We can emerge from the coronavirus pandemic with a healthier relationship with time, if we stay focused on wonder. This pandemic has interrupted our lives in unprecedented ways. We’ve all felt the pain of seeing our plans slip away. However, when we respond to interruptions by seeking God's presence and purpose, we can see the opportunities that those interruptions offer us.
Slowing down has given us a valuable gift: A greater ability to perceive the wonder around us. Many of us are doing just that. We’re spending time with God in prayer and meditation. We’re waking up our senses through gardening and cooking. We’re discovering new ways of helping each other as we navigate multiple crises together. In process, wonder is flowing into our lives.
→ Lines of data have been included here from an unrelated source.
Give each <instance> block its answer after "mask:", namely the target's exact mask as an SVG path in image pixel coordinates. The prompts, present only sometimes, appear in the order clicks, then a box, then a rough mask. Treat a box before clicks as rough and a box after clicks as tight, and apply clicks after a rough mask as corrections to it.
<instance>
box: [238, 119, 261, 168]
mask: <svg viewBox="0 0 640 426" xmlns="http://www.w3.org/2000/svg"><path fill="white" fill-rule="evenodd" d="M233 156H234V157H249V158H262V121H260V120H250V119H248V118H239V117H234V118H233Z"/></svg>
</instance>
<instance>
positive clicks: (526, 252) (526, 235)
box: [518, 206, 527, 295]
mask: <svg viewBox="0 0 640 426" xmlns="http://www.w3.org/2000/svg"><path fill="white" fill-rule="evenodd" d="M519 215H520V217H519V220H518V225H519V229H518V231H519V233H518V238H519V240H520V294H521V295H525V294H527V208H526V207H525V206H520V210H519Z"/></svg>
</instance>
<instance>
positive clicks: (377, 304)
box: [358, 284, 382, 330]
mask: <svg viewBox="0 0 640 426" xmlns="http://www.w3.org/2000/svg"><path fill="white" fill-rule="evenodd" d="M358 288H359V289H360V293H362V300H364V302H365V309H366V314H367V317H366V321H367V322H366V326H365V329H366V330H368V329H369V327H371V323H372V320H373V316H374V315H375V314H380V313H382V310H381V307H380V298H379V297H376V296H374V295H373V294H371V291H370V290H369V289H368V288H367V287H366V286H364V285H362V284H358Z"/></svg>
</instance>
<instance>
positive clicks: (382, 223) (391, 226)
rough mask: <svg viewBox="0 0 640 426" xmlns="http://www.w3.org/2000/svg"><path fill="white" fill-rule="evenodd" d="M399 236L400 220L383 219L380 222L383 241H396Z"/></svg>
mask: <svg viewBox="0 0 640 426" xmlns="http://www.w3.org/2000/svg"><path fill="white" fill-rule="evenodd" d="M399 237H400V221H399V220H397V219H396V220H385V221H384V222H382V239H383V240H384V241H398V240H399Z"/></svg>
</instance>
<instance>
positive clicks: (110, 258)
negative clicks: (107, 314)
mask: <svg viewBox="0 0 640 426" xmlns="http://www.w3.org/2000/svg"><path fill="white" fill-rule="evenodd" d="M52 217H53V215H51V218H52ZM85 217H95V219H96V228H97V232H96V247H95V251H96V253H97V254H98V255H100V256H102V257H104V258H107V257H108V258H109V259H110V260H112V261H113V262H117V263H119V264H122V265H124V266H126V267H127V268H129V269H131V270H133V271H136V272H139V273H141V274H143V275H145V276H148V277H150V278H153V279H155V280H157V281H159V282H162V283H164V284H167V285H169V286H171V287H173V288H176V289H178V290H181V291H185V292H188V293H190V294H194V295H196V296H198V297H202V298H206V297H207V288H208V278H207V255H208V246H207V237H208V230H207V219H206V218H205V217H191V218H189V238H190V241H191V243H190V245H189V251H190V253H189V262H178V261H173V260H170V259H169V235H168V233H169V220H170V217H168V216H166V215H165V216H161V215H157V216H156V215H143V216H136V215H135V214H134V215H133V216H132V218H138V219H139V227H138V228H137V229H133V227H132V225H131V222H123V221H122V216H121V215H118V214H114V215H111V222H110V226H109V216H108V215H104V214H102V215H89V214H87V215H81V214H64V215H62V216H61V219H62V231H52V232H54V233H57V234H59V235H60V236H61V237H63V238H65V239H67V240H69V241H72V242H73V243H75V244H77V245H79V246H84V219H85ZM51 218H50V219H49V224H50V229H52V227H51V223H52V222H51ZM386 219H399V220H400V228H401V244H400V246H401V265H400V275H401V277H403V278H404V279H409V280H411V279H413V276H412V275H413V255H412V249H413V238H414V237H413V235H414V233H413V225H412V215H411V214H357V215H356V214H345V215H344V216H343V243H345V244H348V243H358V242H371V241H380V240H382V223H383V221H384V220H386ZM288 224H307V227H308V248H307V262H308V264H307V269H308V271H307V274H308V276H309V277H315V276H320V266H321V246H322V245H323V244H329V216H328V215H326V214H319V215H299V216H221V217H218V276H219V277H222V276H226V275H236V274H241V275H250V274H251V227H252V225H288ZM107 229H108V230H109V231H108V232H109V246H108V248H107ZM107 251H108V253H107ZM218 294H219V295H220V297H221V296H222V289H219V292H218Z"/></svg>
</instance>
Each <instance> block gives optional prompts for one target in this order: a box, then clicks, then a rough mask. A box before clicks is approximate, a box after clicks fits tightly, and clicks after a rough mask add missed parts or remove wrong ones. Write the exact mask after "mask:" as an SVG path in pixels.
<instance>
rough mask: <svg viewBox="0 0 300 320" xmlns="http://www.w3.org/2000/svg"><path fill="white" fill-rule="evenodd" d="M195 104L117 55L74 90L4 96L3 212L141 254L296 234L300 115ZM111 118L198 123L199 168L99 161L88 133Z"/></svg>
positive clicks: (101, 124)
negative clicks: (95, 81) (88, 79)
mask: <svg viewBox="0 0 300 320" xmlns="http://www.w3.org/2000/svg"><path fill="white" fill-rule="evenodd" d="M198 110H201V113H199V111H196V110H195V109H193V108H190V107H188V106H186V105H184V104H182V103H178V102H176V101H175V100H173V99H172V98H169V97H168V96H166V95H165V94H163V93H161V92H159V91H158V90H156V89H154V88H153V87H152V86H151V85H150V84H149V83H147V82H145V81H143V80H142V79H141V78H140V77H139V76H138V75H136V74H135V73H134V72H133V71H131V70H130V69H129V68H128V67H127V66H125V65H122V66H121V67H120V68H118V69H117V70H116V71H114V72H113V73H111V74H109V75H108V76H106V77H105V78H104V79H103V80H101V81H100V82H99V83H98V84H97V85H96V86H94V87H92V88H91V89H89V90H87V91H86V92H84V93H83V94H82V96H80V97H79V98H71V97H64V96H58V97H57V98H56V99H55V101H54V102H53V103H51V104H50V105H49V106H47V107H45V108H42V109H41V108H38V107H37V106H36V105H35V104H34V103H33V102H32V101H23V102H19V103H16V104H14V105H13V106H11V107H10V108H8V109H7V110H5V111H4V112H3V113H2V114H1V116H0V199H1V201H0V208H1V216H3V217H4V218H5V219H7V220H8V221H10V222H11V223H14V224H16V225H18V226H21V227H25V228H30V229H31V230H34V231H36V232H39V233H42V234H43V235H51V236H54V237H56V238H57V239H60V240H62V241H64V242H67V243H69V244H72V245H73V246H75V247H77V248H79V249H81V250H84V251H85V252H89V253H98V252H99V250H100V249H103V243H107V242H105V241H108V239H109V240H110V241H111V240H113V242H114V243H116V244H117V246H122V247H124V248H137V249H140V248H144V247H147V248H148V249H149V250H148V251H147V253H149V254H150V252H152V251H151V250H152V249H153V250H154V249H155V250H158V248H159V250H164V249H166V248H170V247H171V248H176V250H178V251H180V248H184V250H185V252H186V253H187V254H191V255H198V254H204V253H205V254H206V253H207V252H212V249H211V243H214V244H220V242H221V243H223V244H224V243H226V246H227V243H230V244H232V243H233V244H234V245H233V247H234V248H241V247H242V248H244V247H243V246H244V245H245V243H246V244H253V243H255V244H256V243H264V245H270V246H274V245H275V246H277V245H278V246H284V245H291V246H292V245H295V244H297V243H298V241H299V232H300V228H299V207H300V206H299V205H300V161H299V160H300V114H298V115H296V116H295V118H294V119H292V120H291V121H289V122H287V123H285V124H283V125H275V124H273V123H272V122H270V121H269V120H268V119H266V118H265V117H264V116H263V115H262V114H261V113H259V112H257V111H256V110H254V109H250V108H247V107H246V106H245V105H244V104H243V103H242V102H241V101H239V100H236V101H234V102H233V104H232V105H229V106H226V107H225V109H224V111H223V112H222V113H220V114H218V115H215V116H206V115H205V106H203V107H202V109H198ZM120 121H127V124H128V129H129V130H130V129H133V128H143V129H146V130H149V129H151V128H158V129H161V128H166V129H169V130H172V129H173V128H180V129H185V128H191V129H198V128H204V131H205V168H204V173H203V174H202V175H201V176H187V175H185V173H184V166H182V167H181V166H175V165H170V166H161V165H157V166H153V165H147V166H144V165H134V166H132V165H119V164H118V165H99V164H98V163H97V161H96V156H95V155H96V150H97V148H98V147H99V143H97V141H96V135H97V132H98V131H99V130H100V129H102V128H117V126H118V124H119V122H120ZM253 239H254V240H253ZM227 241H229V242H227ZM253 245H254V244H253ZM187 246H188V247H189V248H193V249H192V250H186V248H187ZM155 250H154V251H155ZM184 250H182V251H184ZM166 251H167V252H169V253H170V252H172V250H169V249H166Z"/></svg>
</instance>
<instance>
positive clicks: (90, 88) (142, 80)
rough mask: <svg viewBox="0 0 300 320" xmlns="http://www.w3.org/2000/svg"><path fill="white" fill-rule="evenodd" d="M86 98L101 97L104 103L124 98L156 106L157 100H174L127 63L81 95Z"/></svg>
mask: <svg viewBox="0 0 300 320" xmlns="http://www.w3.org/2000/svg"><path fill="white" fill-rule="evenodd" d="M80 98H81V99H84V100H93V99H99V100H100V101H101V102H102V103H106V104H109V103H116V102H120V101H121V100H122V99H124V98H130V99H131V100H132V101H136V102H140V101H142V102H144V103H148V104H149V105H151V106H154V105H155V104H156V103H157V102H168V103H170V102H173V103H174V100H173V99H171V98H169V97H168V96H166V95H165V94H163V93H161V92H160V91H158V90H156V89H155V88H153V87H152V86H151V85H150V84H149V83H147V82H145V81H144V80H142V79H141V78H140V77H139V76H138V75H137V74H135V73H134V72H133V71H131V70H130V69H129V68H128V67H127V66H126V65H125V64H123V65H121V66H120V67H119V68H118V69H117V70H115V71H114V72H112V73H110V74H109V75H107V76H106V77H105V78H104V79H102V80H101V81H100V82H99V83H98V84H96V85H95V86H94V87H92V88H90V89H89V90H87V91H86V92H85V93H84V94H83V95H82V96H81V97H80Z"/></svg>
Proverbs 19:21 reminds us, “Many are the plans in a person’s heart, but it is the Lord’s purpose that prevails.” When we keep that in mind day by day, we can sense the interruptions that God sometimes sends us, for good purposes. Divine interruptions are different from distractions. Rather than a messy blot on our schedules, they’re intentional opportunities for us to learn, grow, and serve.
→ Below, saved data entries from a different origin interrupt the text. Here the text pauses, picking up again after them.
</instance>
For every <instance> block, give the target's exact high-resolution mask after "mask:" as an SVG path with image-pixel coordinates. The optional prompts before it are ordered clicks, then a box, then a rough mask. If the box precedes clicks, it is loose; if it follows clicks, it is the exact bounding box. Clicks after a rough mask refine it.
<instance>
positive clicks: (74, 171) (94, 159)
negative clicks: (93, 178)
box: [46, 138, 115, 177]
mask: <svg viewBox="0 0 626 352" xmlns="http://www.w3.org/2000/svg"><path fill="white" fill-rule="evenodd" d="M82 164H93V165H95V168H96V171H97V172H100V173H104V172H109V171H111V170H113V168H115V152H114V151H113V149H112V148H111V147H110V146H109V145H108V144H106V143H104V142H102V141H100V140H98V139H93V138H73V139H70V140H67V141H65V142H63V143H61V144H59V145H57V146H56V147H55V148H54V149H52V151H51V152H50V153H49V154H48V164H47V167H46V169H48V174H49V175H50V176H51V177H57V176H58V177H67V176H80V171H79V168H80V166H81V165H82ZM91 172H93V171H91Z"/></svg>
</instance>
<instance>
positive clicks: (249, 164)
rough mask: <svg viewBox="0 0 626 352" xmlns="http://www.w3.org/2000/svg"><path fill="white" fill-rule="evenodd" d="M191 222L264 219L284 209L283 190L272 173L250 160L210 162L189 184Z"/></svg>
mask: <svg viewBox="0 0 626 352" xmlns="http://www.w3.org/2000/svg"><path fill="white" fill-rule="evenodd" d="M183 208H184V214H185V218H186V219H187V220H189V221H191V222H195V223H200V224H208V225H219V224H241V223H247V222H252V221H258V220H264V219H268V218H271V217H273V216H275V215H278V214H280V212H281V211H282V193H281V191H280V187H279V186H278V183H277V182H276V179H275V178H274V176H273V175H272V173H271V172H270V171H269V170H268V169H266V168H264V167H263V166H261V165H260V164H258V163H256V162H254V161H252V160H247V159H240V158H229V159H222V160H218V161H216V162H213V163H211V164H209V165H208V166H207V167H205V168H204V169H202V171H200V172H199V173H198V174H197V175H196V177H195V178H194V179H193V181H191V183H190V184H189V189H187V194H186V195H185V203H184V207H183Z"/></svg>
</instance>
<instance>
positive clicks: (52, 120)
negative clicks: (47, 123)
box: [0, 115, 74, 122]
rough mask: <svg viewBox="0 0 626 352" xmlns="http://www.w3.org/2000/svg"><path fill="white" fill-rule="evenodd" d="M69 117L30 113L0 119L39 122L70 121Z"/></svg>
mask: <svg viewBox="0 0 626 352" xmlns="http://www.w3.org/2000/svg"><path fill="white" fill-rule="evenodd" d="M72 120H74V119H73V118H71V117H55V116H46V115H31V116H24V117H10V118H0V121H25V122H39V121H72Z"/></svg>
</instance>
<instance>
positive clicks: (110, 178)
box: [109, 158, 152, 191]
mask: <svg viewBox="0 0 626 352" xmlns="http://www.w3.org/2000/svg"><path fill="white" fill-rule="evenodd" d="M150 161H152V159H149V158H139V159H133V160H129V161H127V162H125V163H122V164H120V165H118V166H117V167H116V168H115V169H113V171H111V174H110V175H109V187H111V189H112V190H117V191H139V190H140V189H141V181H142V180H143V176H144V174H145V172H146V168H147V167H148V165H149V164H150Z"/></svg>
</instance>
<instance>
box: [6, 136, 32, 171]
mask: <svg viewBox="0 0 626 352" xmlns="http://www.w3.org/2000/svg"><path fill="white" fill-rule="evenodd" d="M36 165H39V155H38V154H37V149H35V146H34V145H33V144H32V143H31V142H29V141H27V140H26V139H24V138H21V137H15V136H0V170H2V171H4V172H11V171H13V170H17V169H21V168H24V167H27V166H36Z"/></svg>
In my book Wake Up to Wonder, I tell the story of how my daughter Honor and I rescued an injured bird and encountered wonder as a result. That interruption came on an especially busy day, and I was annoyed by it at first. It was only when I recognized that interruption as a God-given opportunity that I experienced awe.
My pastor often says that the best place to be is “in the yes position to God.” The more we’re willing to say “yes” to the divine interruptions that come our way, the more wonder we can encounter.